Pour faire plus ample connaissance avec le reste du casting, on vous renvoie vers nos deux galeries réalisées plus tôt dans la journée. - Phil Anthropik

Les Nations Unies du poker

WSOP
La tendance observée depuis l'ère Covid se confirme : en majorité écrasante au départ du Main Event, les Américains ne sont plus que dix parmi les demi-finalistes. Avec notamment deux Portugais, deux Espagnols et un Belge bien connu de nos services, l'Europe a encore une belle carte à jouer. Mais attention... les USA restent sur deux victoires consécutives, et rappelez-vous de cette finale 2023, où figuraient seulement trois locaux : ils ont fini sur le podium !

Nom Pays Jetons
Kenny Hallaert Belgique 63,6 m. (106 BB)
Braxton Dunaway USA 51,1 m. (85 BB)
Muhamet Perati Italie 50,1 m. (83 BB)
Adam Hendrix USA 39,5 m. (66 BB)
Luka Bojovic Serbie 33,9 m. (56 BB)
Richard Freitas Brésil 32,5 m. (54 BB)
Joey Padron USA 32,5 m. (54 BB)
Daniel Iachan USA 28,1 m. (47 BB)
Ruben Correia Portugal 26,7 m. (44 BB)
Daehyung Lee Corée du Sud 25,6 m. (43 BB)
Stefan Nemetz Autriche 23,2 m. (39 BB)
Tony Gregg USA 22,5 m. (37 BB)
Maksim Pisarenko Russie 18,9 m. (31 BB)
Lautaro Guerra Espagne 18 m. (30 BB)
Leo Margets
(Team Winamax)
Espagne 17,8 m. (30 BB)
Joseph Ozimok USA 15,1 m. (25 BB)
Diego Ponce Mexique 14,9 m. (25 BB)
Jarod Minghini USA 14,2 m. (24 BB)
Michael Mizrachi USA 11,4 m. (19 BB)
Sergio Veloso Portugal 11,2 m. (19 BB)
Sebastian Schulze Allemagne 11 m. (18 BB)
Chris Dombrowski USA 11 m. (18 BB)
John Wasnock USA 9,5 m. (16 BB)
Tomas Szwarcberg Mexique 5,4 m. (9 BB)

Ils nous auront fait vibrer

Thomas Eychenne
Le Main Event est la grande conclusion des WSOP, le point d'orgue ultime, qui, comme cette ponctuation musicale, peut durer autant que le chef d'orchestre le désire.
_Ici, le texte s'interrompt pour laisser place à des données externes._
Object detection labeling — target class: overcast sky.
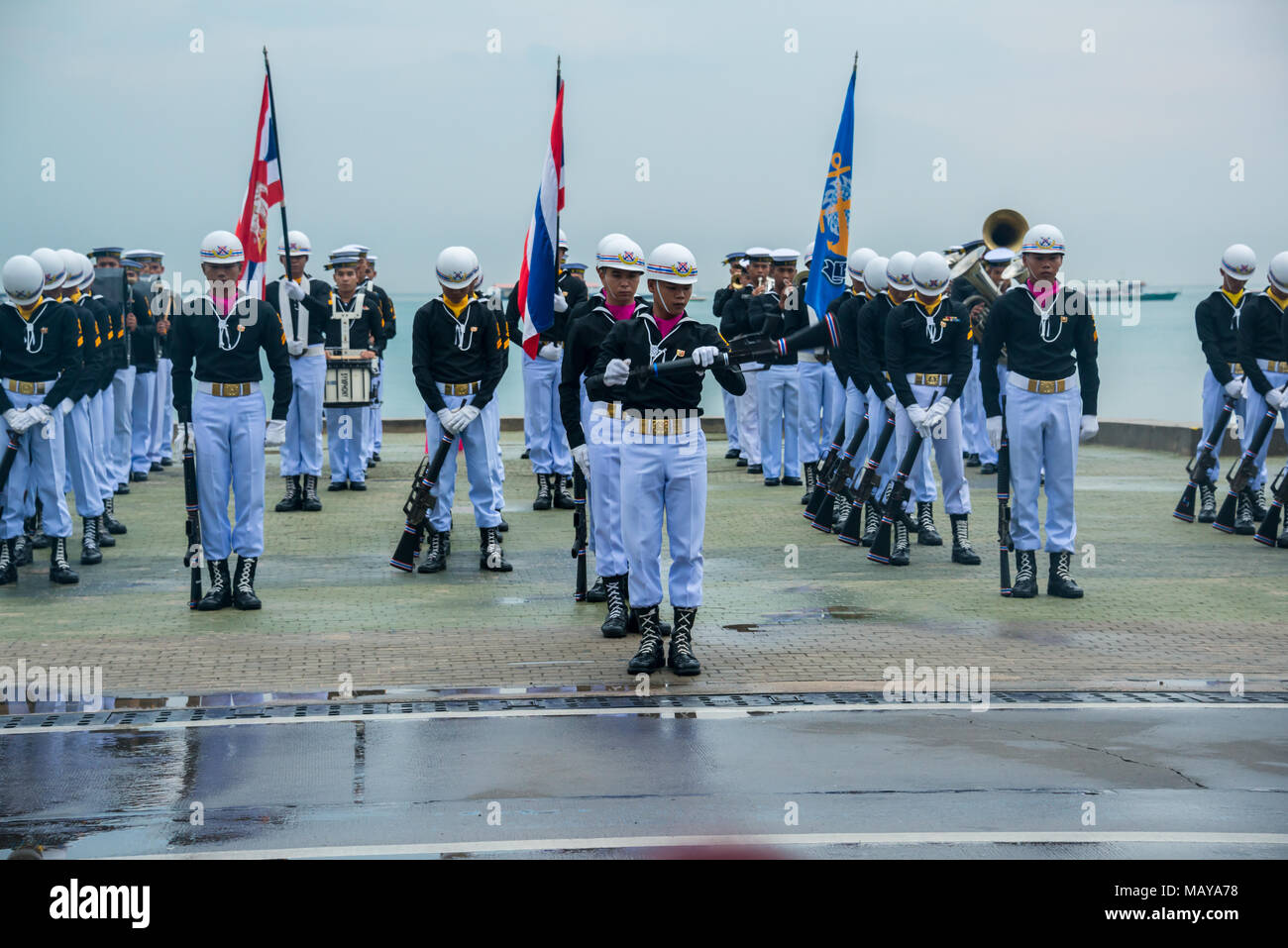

Les chefs, ils étaient deux aujourd’hui pour mener le clan français. Depuis des jours, ils font vibrer toute la communauté bleue restée au pays. Rapidement, c'est Thomas Eychenne qui a calanché, avec une chute en deux temps. D'abord en perdant la moitié de son stack en abandonnant un brelan contre un bluff signé Nadav Barash, puis dans une classique confrontation avec As-Roi contre deux Rois. 47ᵉ, LaWatch est reparti avec un chèque XXL de 200 000 dollars.

Adrien Zychowski
Le résident maltais laissait seul Adrien Zychowski porter l'étendard français. Il s’est battu comme un lion, malgré un stack tournant autour des 20 blindes toute la journée. Le field se réduisait, et on commençait à y croire, mais un 3-way all-in avec paire de 7 contre As-Dame et As-Roi a tourné au vinaigre, mettant fin au magnifique deep run du membre de la Team Élite Poker. Nos espoirs, il les a portés jusqu’à une 34ᵉ place qui le couronne de 300 000 dollars. - Phil Anthropik

Leur départ nous a rendus tristes (ou pas)

William Kassouf
Une élimination de ce Day 7 éclipse évidemment toutes les autres (le dernier ancien vainqueur encore en course Greg Merson, l'imprévisible canadien Eric Afriat, le vétéran Theo Tran...) Celle d'un joueur qui n'a cessé de se faire remarquer par son comportement hyperactif, agressif, incontrôlable depuis deux jours (voire : depuis dix ans, car ce n'est pas un nouveau venu). Celle d'un joueur que rien n'a pu faire revenir à la raison, ni l'indifférence que lui ont témoignée la plupart de ses adversaires, ni la quantité incalculable d'avertissements que les arbitres lui ont infligé. Celle d'un joueur qui est mort comme il a vécu dans le tournoi : dans une logorrhée verbale allant bien au-delà du supportable, un flot de paroles ininterrompu à s'en faire péter les oreilles, la même litanie qu'il n'avait cessée de servir à toute la salle (et tout le stream) tout au long des 48 dernières heures. William Kassouf : l'incarnation suprême de l'absence de surmoi à la table de poker, a quitté le tournoi en 33e position. Deux minutes après sa dernière main, l'ancien avocat était encore à la table, en train d'argumenter avec les floors, se présentant en victime innocente seule contre tous. Ce n'est qu'après l'arrivée de la sécurité qu'il a consenti à quitter la zone de jeu... non sans avoir été informé qu'il ne serait plus le bienvenu sur les WSOP jusqu'à la fin du festival. Lorsque la scène a été diffusée une heure plus tard sur l'écran géant de la grande ballroom du Paris, des centaines de joueurs en lice dans les autres tournois des WSOP ont applaudi comme un seul homme. Du jamais vu. Et, on l'espère, du jamais revu. - Benjo

Le Day 8 débutera exceptionnellement une heure plus tard que prévu (on a joué tard ce soir !), dimanche à 13 heures. Le streaming débutera avec une heure de décalage, soit 23 heures pour ceux qui n'ont pas peur de faire une nuit blanche depuis la France !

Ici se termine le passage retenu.